Finalement au bout de 2h net, une trouée nous fait apparaître la cabane blanche, là haut perchée dans la brume. Immaqa doit être beaché, cette fois sur de gros galets. Je n’aime pas du tout ce style d’arrivée au surf pour mon compagnon de route. Tel le chat, à 3 m du bord, j’extirpe déjà mes deux jambes pour me retrouver comme un cow-boy sur mon embarcation en sautant rapidement pour le réceptionner. Pour un unijambiste, l’exercice est stylé, seuls les spécialistes peuvent apprécier ! Le premier boulot est de mettre à l’abri le kayak. Tant bien que mal entre deux vagues, je le vide au maximum et une fois plus léger, je le hisse sur son chariot en convalescence. Je ne sais par quel miracle, le voilà hors de danger : ouf ! Avant de poursuivre, je dois réparer ce chariot qui ne fait plus son boulot correctement. En une petite demi-heure et pas mal de système D, le voilà presque comme neuf. Mais ce n’est pas fini, mon cher monsieur, il faut voir si la cabane est en état pour nous recevoir.
Une belle grimpette au milieu des camarines et niviarsiaq mène à ce refuge de chasseurs. Des douilles et 4 têtes de rennes me guident jusqu’à sa porte qui n’est pas fermée à clé. Parfait, la cabane parfaite ! Il y a même un poêle à bois et vu ce qu’il y a sur la plage, c’est l’endroit idéal en attendant la tempête. Je m’affaire à tout monter. Même mon moignon est complètement cicatrisé, un vrai bonheur. Le petit poêle à bois n’attendait que mon allumette et un peu de branches de camarines pour sécher et chauffer la pièce. Je sens que du mauvais arrive alors je ne chôme pas. Du bois de ci de là est coupé et stocké, j’ai même trouvé une scie à moitié enfouie dans le sable, mes anges gardiens font un boulot énorme. Un magnifique torrent est à moins de 200 m, alors avec mon jerrican pliable je fais un plein et mets de l’eau à chauffer, ce sera douche et lavage des « fringues ». Sur une étagère composée de deux vieux bidons de peinture et d’une planche trouvée sur la plage, des trésors nous attendaient. Un gros sachet de pain noir, un fond de confiture à la fraise et 2kg de spaghetti sont là pour le pauvre égaré. Jo Zef me le confirme : On est paumé de chez paumé, faut tout bouffer !!! On se calme la mascotte, on n’est pas perdu et il nous reste des rations pour encore une petite semaine. A ces mots précis, la pauvre mascotte se jette sur ma prothèse pour me demander une tartine de pain noir avec de la bonne confiture de fraise. Il se jette au sol, convulse !!! OK la mascotte, juste une alors !

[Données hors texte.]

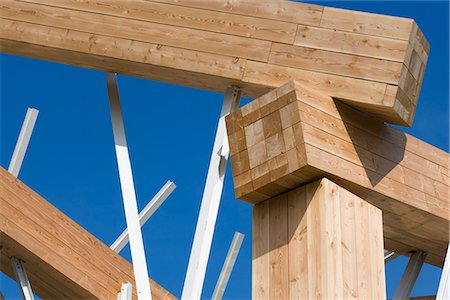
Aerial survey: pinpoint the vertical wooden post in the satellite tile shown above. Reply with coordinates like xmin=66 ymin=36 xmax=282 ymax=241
xmin=252 ymin=178 xmax=386 ymax=299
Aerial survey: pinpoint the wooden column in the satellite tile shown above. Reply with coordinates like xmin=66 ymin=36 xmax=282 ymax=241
xmin=252 ymin=178 xmax=386 ymax=299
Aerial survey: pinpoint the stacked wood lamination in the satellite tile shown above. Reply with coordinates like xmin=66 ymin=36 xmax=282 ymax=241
xmin=226 ymin=82 xmax=450 ymax=265
xmin=252 ymin=178 xmax=386 ymax=300
xmin=0 ymin=0 xmax=429 ymax=125
xmin=0 ymin=167 xmax=175 ymax=299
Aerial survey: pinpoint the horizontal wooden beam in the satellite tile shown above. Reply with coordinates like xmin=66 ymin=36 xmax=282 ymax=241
xmin=227 ymin=82 xmax=450 ymax=265
xmin=252 ymin=178 xmax=386 ymax=300
xmin=0 ymin=167 xmax=175 ymax=299
xmin=0 ymin=0 xmax=429 ymax=125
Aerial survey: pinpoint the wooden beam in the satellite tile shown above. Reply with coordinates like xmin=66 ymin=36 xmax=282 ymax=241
xmin=0 ymin=167 xmax=175 ymax=299
xmin=0 ymin=0 xmax=429 ymax=126
xmin=252 ymin=178 xmax=386 ymax=299
xmin=227 ymin=82 xmax=450 ymax=266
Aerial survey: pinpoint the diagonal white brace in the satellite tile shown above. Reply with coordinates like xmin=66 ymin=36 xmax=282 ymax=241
xmin=117 ymin=282 xmax=133 ymax=300
xmin=211 ymin=232 xmax=244 ymax=300
xmin=181 ymin=87 xmax=240 ymax=299
xmin=436 ymin=243 xmax=450 ymax=300
xmin=8 ymin=108 xmax=39 ymax=177
xmin=110 ymin=181 xmax=176 ymax=253
xmin=384 ymin=250 xmax=400 ymax=264
xmin=392 ymin=251 xmax=427 ymax=300
xmin=106 ymin=73 xmax=152 ymax=300
xmin=11 ymin=257 xmax=34 ymax=300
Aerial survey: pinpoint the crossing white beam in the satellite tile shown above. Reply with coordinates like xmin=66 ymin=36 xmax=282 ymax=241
xmin=436 ymin=243 xmax=450 ymax=300
xmin=106 ymin=73 xmax=152 ymax=300
xmin=11 ymin=257 xmax=34 ymax=300
xmin=7 ymin=108 xmax=39 ymax=300
xmin=111 ymin=181 xmax=176 ymax=253
xmin=181 ymin=87 xmax=240 ymax=299
xmin=117 ymin=282 xmax=133 ymax=300
xmin=211 ymin=232 xmax=244 ymax=300
xmin=392 ymin=251 xmax=427 ymax=300
xmin=8 ymin=108 xmax=39 ymax=177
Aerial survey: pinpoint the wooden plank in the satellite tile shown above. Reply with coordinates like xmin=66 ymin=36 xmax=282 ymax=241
xmin=243 ymin=61 xmax=386 ymax=106
xmin=24 ymin=0 xmax=297 ymax=44
xmin=269 ymin=43 xmax=403 ymax=84
xmin=227 ymin=83 xmax=450 ymax=266
xmin=253 ymin=178 xmax=385 ymax=299
xmin=252 ymin=202 xmax=270 ymax=299
xmin=0 ymin=168 xmax=173 ymax=299
xmin=150 ymin=0 xmax=323 ymax=25
xmin=0 ymin=0 xmax=429 ymax=126
xmin=288 ymin=188 xmax=311 ymax=299
xmin=320 ymin=7 xmax=413 ymax=41
xmin=294 ymin=25 xmax=408 ymax=62
xmin=268 ymin=194 xmax=289 ymax=299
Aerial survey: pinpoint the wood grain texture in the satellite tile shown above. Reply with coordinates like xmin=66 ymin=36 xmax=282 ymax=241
xmin=0 ymin=0 xmax=429 ymax=126
xmin=253 ymin=178 xmax=386 ymax=299
xmin=0 ymin=168 xmax=174 ymax=299
xmin=227 ymin=82 xmax=450 ymax=266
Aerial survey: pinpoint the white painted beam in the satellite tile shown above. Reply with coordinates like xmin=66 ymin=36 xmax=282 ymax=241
xmin=11 ymin=257 xmax=34 ymax=300
xmin=8 ymin=108 xmax=39 ymax=177
xmin=436 ymin=243 xmax=450 ymax=300
xmin=117 ymin=282 xmax=133 ymax=300
xmin=181 ymin=87 xmax=240 ymax=299
xmin=211 ymin=232 xmax=244 ymax=300
xmin=111 ymin=181 xmax=176 ymax=253
xmin=392 ymin=251 xmax=427 ymax=300
xmin=384 ymin=250 xmax=400 ymax=264
xmin=106 ymin=73 xmax=152 ymax=300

Après les éternelles nouilles chinoises, je peux enfin prendre un peu plus de temps. Le boulot est fait et tout est en règle en cas de gros mauvais temps. Dans ces moments de solitude, il me plait de marcher sur ces plages polaires qui n’en finissent pas. Des traces de bestioles me rendent enquêteur : Un renard, des oies, des rennes, même des morues séchées a moitié fossilisées. Mais, là bas vers l’est, une barre noire m’intrigue. Ici, la brise est à l’ouest qui s’est bien calmé. Soudain, en un claquement de doigt, un vent de nord-est d’une violence extrême balaie tout sur son passage. Mes bouts de bois sous mon bras, je vais au chevet d’Immaqa, il semble bien. Je l’ai remonté hors de marée, calé sur des caisses blanches de pêche perdues en mer et surtout je lui ai créé une ancre nouveau concept. La violence du vent est terrible, mais les rafales viennent de terre, donc le seul souci serait qu’il se soulève pour partir au large. Encore une autre caisse blanche en plastique enfouie à une bonne vingtaine de mètres de lui, il me suffit simplement de la remplir à ras bord de cailloux et d’y fixer solidement son amarre de proue. Si une mauvaise rafale le chope, il restera plaqué au sol…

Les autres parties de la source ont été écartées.